Write your answers in the comments section below


COMMENTS (14)
  • dianner-2-bar
    1/29/2016 - 07:10 p.m.

    There were two main reasons why Ben Orkin was in a hurry. One of the reasons was that he wanted to set the world record from kayaking and the second reason was because of the curtains were getting really hard and they kept pushing his kayak. This article is fantastic because it shows how you can beat thing and you had to be brave there were many risks on going alone and getting lost and so many reasons but you had to net give up. The people who saw him were making him try harder clapping for him and for me that would want me to actually try to beat the record and this article was just great.

  • ahnaliel-jon
    2/01/2016 - 10:04 a.m.

    This story is tells me about a guy named Orkin set a record and finished taking a trip on the Grand Canyon. That took time, hard work, and courage.

  • vincentl-ver
    2/01/2016 - 10:10 a.m.

    I think that it takes a lot of work and training to complete such a challenge, let alone with a time limit.

  • jareelj-rob
    2/01/2016 - 01:38 p.m.

    I like this I am going to try this some day.

  • alyssal1-hor
    2/01/2016 - 04:30 p.m.

    The authors purposes of writing this is to inform readers about what Ben Orkin did and how hard it was. I learned how hard it can be to kayak and how much training you have to do to reach a goal so big.

  • kendallb-nar
    2/01/2016 - 06:45 p.m.

    Ben Orkin was in a rush because the curtain things kept moving his kayak and it was hard to be able to move the kayak. I'd be in a hurry too if i were in his position.

  • carsonb-2-bar
    2/02/2016 - 02:17 a.m.

    On January 24th a Denver man named Ben Orkin paddled his kayak down a 277-mile stretch of the Colorado River in just over 34 hours. It's the fastest trip on record. Tom Martin, Secretary of the Grand Canyon Historical Society, said Ben beat a record set the previous week.

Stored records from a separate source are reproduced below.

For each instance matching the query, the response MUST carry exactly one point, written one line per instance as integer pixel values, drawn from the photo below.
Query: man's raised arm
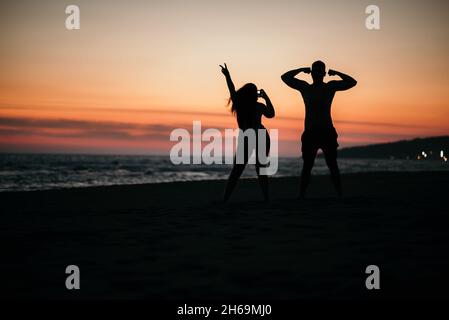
(346, 82)
(290, 79)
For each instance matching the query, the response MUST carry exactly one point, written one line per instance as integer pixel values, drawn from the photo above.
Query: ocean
(27, 172)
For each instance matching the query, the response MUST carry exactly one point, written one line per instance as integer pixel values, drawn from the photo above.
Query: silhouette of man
(319, 131)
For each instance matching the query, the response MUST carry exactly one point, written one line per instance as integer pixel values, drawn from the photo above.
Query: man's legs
(308, 157)
(331, 161)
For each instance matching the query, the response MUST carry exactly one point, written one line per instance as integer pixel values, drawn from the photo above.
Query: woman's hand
(224, 70)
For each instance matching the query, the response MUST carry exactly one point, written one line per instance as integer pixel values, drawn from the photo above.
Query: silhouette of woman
(248, 112)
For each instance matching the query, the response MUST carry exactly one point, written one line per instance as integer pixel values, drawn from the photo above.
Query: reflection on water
(35, 172)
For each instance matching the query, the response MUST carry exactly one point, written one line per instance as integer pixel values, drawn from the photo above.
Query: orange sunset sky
(137, 69)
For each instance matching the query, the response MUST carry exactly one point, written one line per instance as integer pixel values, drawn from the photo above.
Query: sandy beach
(176, 241)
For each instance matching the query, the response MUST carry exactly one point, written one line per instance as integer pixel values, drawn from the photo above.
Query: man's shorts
(324, 139)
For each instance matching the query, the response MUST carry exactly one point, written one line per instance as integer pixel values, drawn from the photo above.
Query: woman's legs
(263, 179)
(234, 176)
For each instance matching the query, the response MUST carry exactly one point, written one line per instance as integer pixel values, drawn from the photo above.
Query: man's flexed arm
(346, 82)
(290, 79)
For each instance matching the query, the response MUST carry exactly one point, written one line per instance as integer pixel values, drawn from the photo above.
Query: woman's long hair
(243, 104)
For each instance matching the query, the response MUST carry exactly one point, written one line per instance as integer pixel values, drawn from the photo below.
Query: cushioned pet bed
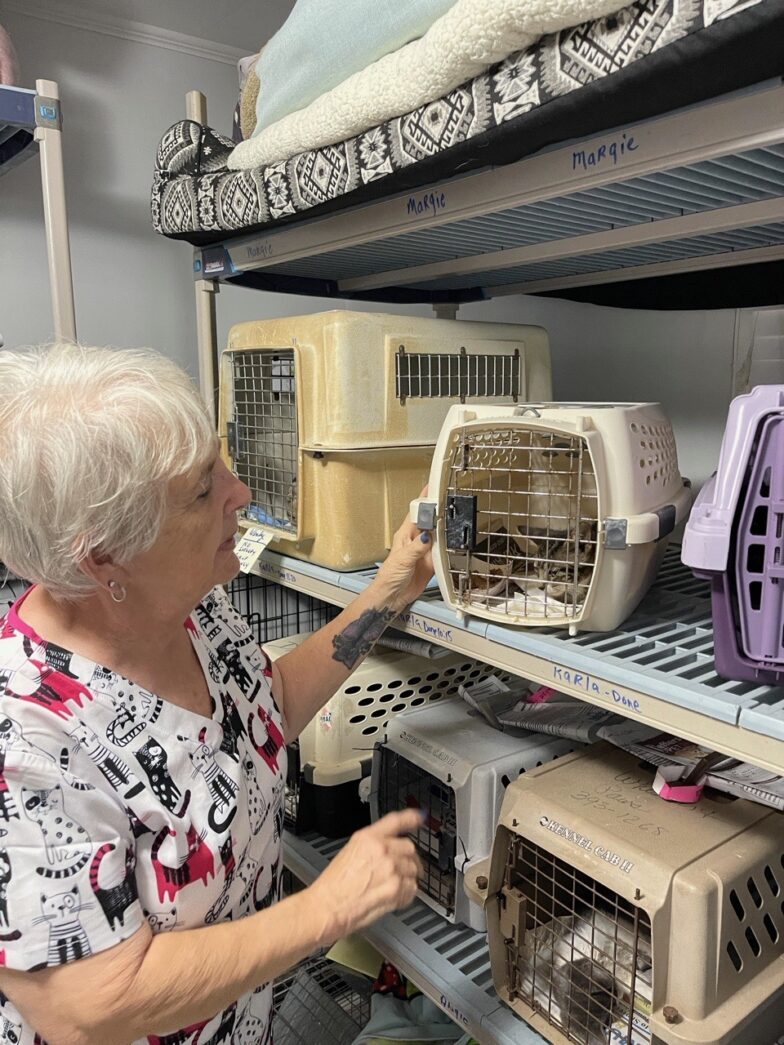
(652, 56)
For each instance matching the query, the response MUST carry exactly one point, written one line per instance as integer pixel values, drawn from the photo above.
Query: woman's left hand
(409, 565)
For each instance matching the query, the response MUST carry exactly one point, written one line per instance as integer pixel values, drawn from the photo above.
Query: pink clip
(542, 695)
(667, 787)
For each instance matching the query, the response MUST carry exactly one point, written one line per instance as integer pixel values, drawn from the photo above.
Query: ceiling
(237, 23)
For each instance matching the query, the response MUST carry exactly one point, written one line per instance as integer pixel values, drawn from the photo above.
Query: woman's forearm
(187, 977)
(310, 674)
(158, 984)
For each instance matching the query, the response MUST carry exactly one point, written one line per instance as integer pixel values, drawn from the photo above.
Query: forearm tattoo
(356, 639)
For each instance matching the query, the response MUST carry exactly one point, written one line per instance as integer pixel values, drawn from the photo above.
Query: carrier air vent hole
(737, 905)
(754, 892)
(769, 878)
(770, 928)
(759, 520)
(756, 558)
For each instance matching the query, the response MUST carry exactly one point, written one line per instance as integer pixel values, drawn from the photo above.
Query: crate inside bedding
(335, 750)
(452, 764)
(553, 514)
(735, 537)
(617, 918)
(331, 418)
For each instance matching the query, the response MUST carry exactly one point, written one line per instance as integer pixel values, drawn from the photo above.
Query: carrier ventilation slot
(435, 375)
(582, 955)
(263, 432)
(405, 786)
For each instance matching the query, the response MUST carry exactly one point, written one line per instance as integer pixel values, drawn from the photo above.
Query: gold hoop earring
(117, 591)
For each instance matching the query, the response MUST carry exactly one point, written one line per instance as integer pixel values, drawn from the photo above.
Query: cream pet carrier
(336, 748)
(552, 514)
(617, 918)
(455, 766)
(331, 418)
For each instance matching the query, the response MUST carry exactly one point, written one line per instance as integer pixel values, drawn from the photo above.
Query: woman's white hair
(90, 440)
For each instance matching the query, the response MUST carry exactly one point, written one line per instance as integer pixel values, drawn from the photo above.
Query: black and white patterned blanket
(487, 120)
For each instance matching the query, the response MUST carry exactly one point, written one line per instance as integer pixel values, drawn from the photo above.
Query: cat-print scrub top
(118, 807)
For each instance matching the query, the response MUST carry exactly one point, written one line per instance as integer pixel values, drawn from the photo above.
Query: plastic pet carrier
(319, 1001)
(330, 419)
(455, 766)
(614, 916)
(335, 750)
(735, 538)
(553, 514)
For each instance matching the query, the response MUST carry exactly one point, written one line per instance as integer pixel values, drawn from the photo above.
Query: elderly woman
(142, 734)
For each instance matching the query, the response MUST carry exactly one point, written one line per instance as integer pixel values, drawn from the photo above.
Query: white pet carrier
(552, 514)
(331, 418)
(336, 748)
(617, 918)
(451, 763)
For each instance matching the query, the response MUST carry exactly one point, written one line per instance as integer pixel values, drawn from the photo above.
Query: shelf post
(207, 341)
(49, 137)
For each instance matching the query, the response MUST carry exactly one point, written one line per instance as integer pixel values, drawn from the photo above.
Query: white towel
(463, 43)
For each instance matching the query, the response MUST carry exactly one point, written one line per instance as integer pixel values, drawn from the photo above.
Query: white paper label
(251, 546)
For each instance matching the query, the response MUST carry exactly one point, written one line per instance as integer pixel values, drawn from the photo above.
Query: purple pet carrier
(735, 537)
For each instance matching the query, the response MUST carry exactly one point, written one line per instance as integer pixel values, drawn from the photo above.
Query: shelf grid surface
(702, 187)
(656, 667)
(451, 964)
(750, 177)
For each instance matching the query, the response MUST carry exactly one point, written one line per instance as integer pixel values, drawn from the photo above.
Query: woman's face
(195, 549)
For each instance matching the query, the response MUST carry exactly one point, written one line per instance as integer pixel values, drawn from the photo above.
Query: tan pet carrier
(331, 418)
(617, 918)
(552, 514)
(336, 747)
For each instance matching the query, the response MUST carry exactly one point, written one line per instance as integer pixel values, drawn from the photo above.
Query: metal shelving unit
(32, 121)
(694, 190)
(656, 668)
(450, 964)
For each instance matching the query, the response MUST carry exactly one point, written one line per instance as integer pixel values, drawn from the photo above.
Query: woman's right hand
(374, 873)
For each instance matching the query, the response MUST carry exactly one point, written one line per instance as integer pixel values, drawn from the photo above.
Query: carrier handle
(650, 526)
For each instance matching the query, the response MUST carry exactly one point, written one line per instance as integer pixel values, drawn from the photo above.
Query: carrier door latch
(512, 906)
(461, 523)
(232, 440)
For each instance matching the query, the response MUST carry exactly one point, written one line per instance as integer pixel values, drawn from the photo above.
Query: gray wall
(134, 287)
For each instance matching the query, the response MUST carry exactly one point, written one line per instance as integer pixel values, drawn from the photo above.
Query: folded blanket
(468, 39)
(324, 42)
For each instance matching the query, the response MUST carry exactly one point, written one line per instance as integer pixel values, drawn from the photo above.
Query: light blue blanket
(323, 42)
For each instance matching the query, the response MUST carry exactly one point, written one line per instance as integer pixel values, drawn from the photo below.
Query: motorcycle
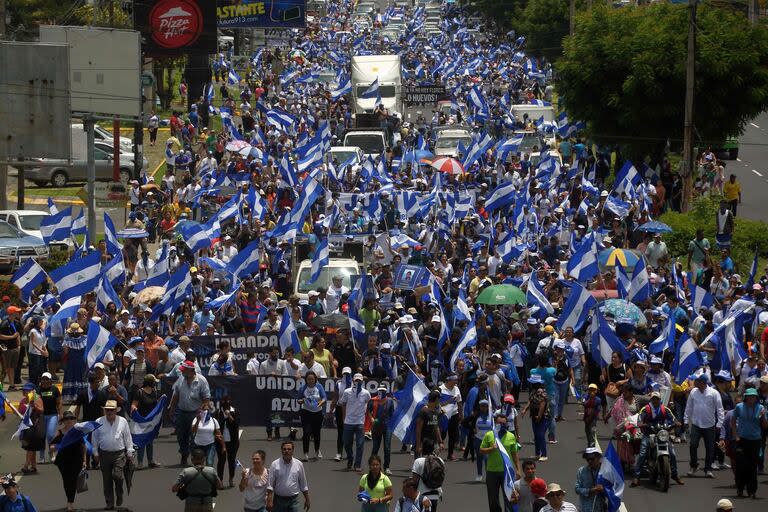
(658, 457)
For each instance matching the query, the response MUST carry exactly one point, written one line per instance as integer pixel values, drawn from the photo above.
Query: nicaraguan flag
(605, 341)
(583, 264)
(78, 277)
(99, 342)
(28, 277)
(611, 477)
(408, 398)
(287, 334)
(77, 433)
(577, 308)
(468, 339)
(320, 259)
(688, 358)
(110, 236)
(372, 91)
(58, 227)
(144, 429)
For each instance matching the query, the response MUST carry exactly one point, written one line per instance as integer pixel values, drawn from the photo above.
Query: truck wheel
(59, 179)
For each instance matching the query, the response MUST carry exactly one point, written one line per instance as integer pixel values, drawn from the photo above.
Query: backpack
(433, 473)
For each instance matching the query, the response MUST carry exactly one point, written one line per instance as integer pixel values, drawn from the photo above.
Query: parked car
(16, 247)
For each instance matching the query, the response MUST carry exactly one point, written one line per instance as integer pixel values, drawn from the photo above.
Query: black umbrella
(332, 320)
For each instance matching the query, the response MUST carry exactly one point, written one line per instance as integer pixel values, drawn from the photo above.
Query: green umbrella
(501, 294)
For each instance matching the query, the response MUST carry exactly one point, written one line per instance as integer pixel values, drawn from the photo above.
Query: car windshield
(369, 143)
(452, 142)
(31, 222)
(325, 278)
(8, 231)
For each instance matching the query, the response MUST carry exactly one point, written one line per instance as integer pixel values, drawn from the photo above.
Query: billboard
(104, 68)
(261, 13)
(34, 97)
(176, 27)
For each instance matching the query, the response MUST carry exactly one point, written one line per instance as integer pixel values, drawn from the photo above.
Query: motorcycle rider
(652, 415)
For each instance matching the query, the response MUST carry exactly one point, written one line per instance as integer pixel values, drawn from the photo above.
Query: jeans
(480, 460)
(709, 446)
(354, 432)
(183, 424)
(379, 435)
(561, 397)
(150, 450)
(51, 423)
(494, 482)
(539, 437)
(644, 453)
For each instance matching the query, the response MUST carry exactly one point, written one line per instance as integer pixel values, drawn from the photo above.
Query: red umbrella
(448, 165)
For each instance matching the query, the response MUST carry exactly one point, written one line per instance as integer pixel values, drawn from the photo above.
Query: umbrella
(623, 311)
(655, 226)
(501, 294)
(448, 165)
(236, 145)
(132, 233)
(625, 257)
(332, 320)
(149, 295)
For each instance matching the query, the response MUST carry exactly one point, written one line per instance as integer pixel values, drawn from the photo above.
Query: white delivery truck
(386, 68)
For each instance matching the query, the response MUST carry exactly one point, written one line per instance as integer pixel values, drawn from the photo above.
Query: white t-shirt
(204, 435)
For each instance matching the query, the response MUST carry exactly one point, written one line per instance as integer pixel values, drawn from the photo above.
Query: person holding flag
(498, 473)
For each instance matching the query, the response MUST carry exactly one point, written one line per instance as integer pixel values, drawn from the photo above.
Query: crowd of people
(505, 220)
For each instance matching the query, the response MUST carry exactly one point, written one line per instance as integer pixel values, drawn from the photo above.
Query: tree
(623, 72)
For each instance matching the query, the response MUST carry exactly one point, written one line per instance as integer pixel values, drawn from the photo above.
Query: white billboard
(104, 68)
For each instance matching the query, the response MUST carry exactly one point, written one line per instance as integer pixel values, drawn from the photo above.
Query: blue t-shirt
(748, 421)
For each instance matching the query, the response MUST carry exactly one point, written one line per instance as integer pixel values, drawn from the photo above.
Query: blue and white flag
(688, 358)
(537, 297)
(77, 433)
(611, 477)
(468, 339)
(577, 308)
(287, 334)
(78, 277)
(100, 340)
(701, 298)
(605, 341)
(110, 236)
(583, 264)
(56, 228)
(79, 225)
(144, 429)
(320, 259)
(666, 339)
(372, 91)
(409, 398)
(28, 277)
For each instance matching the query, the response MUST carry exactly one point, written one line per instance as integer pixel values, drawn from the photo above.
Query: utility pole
(686, 170)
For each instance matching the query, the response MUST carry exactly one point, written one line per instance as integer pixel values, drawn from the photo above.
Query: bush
(747, 234)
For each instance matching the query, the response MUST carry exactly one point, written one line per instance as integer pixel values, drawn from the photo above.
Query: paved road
(333, 489)
(751, 169)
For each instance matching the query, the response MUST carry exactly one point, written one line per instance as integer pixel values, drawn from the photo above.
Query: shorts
(11, 357)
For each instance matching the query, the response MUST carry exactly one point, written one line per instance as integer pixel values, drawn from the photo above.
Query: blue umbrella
(655, 226)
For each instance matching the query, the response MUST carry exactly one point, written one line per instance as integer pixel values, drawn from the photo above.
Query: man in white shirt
(354, 401)
(286, 480)
(112, 441)
(703, 414)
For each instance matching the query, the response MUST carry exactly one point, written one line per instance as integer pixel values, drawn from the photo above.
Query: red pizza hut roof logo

    Mr. Orkin was in such a hurry because he got an email on his way to the river from another kayaker saying four other guys just finished the trip in 35 hours and five minutes. Knowing that was motivation for him to try harder to beat their time.

    Ben was very experienced. He grew up in a family of rafters and spent years training on the river. His training and experience paid off. During the trip he rolled his kayak. He was able to get back in and keep going and set a new record. Martin, of the Grand Canyon Historical Society, used GPS to track him. His journey was over when he reached Lake Mead on the Arizona-Nevada border.

    I thought this was a great story. I liked the idea that Ben trained for years before setting the record. He was a very determined athlete.

  • jeremym-
    2/02/2016 - 08:39 a.m.

    He was in such a hurry to beat the time of the world record.

  • Eugene0808-YYCA
    2/03/2016 - 08:45 p.m.

    I think this is cool because Ben Orkin managed to beat the most recent record right after hearing about it. Paddling for 34 hours is very exhausting but people manage to do it. Running rapids in the dark is also difficult because you can barely see anything and you are constantly being tossed around by the water. It's very dangerous because even with lights, you can barely see what is on front of you.
    Why was Ben Orkin in such a hurry?
    Answer: Ben Orkin was in such a hurry because he had to beat the record set the previous week.

  • satvikg-nar
    2/04/2016 - 08:05 p.m.

    Awesome! This guy actually beat the kayaking record! Sure it was tough when he had to cross the rapids and when he flipped over, but he still made it.